En France, on est victime d'une double crise : celle liée à la politique gouvernementale et celle financière.



Saluez-vous quand même le volontarisme de Nicolas Sarkozy ?

C'est un agité. Je ne sais pas s'il est volontaire en tous cas, il bouge. Mais bouger ne constitue pas une politique. Sarkozy est plus un imprécateur qu'un président de la République faisant face à une crise politique profonde. Il est aussi paumé que beaucoup d'autres face à l'ampleur du séisme. Il veut lutter contre les paradis fiscaux mais qu'est-ce qu'il fait contre les banques françaises qui ont des filiales dans ces paradis pas forcément exotiques (Luxembourg, Irlande, Grande Bretagne)? Rien. En réalité, il jette un nuage de fumée pour faire croire à l'opinion qu'il agit pour réformer le capitalisme mondial. Mon oeil!


L'Union européenne est-elle à la hauteur ?

Cela fait longtemps que les écologistes réclament une europe fédérale. C'est à dire une europe qui gouverne en matière économique, sociale, écologique et affaires étrangères. On en est loin. Aujourd'hui, c'est le retour de l'Etat nation.



Un gouvernement économique européen n'est pas possible ?

En fonction de l'évolution de la situation, on sera peut être contraint de se replier sur un noyau dur d'un certain nombre de pays de la zone euro. Mais pour l'heure, je constate que Nicolas Sarkozy joue plutôt perso. Il veut tout être, tout imposer, se prend pour le président du monde ! Il faut qu'il arrête cette espèce de mégalomanie. Quand on est déjà président de l'Union européenne, on tient compte de ses partenaires.


L'Union Europe-Ecologie, créée notamment avec Dany Cohn-Bendit, semble bien démunie pour faire entendre sa voix dans cette crise ?

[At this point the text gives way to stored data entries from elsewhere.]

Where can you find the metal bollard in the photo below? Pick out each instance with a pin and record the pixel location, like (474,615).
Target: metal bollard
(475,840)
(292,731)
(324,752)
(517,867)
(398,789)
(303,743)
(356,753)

Au contraire! L'heure de l'écologie a sonné. La croissance verte est devenu le nouveau graal d'un capitalisme qui a montré ses limites et son obscénité. Je suis pour le développement d'une économie écologique. Cela veut dire s'orienter vers un autre mode de vie et de consommation, passer d'une société d'ébriété énergétique à une société de sobriété énergétique. C'est essayer à la faveur de cette crise de montrer que notre projet est adapté au monde d'aujourd'hui. Car au-delà de la crise économique, politique et sociale, il y en une autre: la crise écologique. Ne rien faire, ne rien prévoir, c'est prendre le risque pour les gouvernements d'être accusés de crimes contre l'Humanité.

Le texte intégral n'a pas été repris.